In rice, OsACO1, OsACO2, OsACO3, OsACO5, and OsACO7 are induced by light, ethylene, auxin, cytokinin, gibberellin, and abscisic acid to participate in diverse biological developmental processes and abiotic stress responses [19,20,21]. Promoter cis-acting element analysis revealed that TuACO gene promoters contained multiple stress-associated core regulatory elements, including the hormone-responsive element, ABRE; low-temperature stress element, LTR; and light-responsive elements, G-box, ACE, MRE, Sp1, and Box 4 (Figure 5). MYB transcription factors, known for their broad involvement in plant development and stress regulation, were found to have abundant binding sites in TuACO promoters. Additionally, anaerobic response elements (ARE) were identified in this trial, and the presence of multiple elements in the promoter is consistent with the TuACO gene’s broad involvement in responses to both biotic and abiotic stresses. Among the eight TuACO genes, TuACO1b contains up to 16 cis-acting elements, with the highest abundance of ABA-responsive elements and MYB transcription factor binding sites. In contrast, TuACO6 and TuACO5b possess only four elements each.
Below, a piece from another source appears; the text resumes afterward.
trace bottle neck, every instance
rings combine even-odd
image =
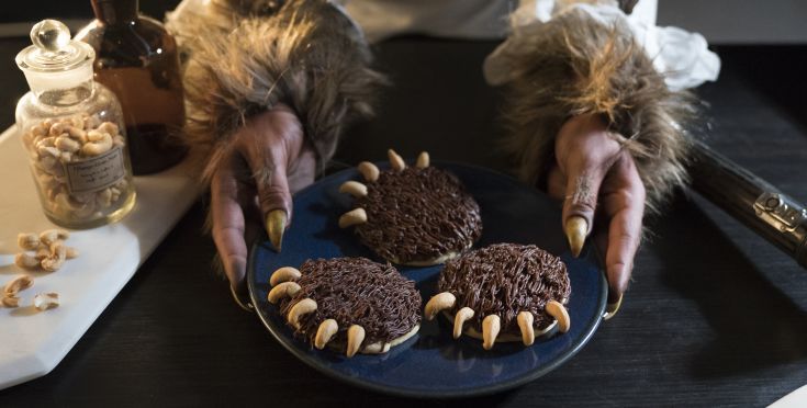
[[[138,0],[91,0],[96,19],[107,25],[124,25],[137,20]]]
This differential distribution of core promoter elements among TuACO genes aligns with their involvement in diverse stress responses.

4.3. Functional Divergence of TuACO Genes in Response to Biotic and Abiotic Stresses

Ethylene, as a gaseous plant hormone, plays a vital role in the regulation of plant abiotic stress adaptation [22,23]. The ACO is the key gene to the conversion of ACC to ethylene [24]. In deepwater rice, the levels of OsACO1 transcripts and enzyme activity were increased by flooding [25]. In etiolated seedlings, the expression levels of OsACO3 and OsACO2 were affected by auxin and ethylene [20]. Increasing the expression levels of LeACO1 and LeACO4 effectively enhances the brassinosteroid stress response in peach (Prunus persica) [18]. TaACO1 negatively regulates the response of salt stress in Arabidopsis thaliana [13]. TuACO3 plays a significant role in the regulation of powdery mildew resistance [17]. The expression of OsACO2 in rice increases upon infection with Magnaporthe oryzae, enhancing ethylene biosynthesis and consequently improving resistance to rice blast [26]. Following powdery mildew (Blumeria graminis) inoculation, TuACO3 expression increases across diverse T. urartu accessions, correlating with elevated ethylene levels. CRISPR-mediated TuACO3 knockout reduces both ethylene content and powdery mildew resistance. In this study, the expression levels of TuACO5a, TuACO5b, and TuACO1b were upregulated at 0 h post-powdery mildew inoculation (hpi) and at 4 h and 24 h post-inoculation. For instance, TuACO6, TuACO3b, and TuACO4 do not appear to be involved in the response to the powdery mildew pathogen. Further validation of expression patterns demonstrated consistent transcriptional profiles at 0, 6, and 24 h post-inoculation with powdery mildew, aligning with previously reported findings [17].
Boron is an essential nutrient element for plant growth and development [18,27]. This study analyzed the expression profiles of 8 TuACO genes under high-boron and low-boron stress. The results showed that all 8 TuACO genes were upregulated under both high-boron and low-boron conditions, but they exhibited different responses to high-boron and low-boron stress. Under low-boron conditions, TuACO6 and TuACO1b displayed higher expression levels, indicating their sensitivity to low-boron stress. Under high-boron conditions, TuACO5b and TuACO3b exhibited higher expression levels, indicating their sensitivity to high-boron stress. The expression levels of TuACO1a, TuACO5a, TuACO4, and TuACO3a increased under both high-boron and low-boron conditions, though the differences were not statistically significant, suggesting that these four genes are involved in the response to both high-boron and low-boron stress. The differential expression patterns of various TuACO genes under high-boron and low-boron stress imply that changes in their coding sequences may lead to functional divergence; however, this hypothesis requires further experimental validation.
In this study, eight TuACO genes were identified in T. urartu, and their functions in response to biotic and abiotic stresses were validated. Given that T. urartu serves as the A-genome donor of common wheat, this research will establish an important theoretical foundation and provide valuable genetic resources for future disease resistance and stress tolerance breeding.

Author Contributions

Design and supervision: M.L. and Z.L.; Experimental design and execution: X.L. and S.W.; Data analysis: X.W. and P.G.; Manuscript revision: T.W.G. and P.Z. All authors have read and agreed to the published version of the manuscript.

Funding

This research was supported by the National Natural Science Foundation of China (32161143007, 32372111 and 32572342) and the Henan Provincial Science and Technology Tackling Project (232102110239).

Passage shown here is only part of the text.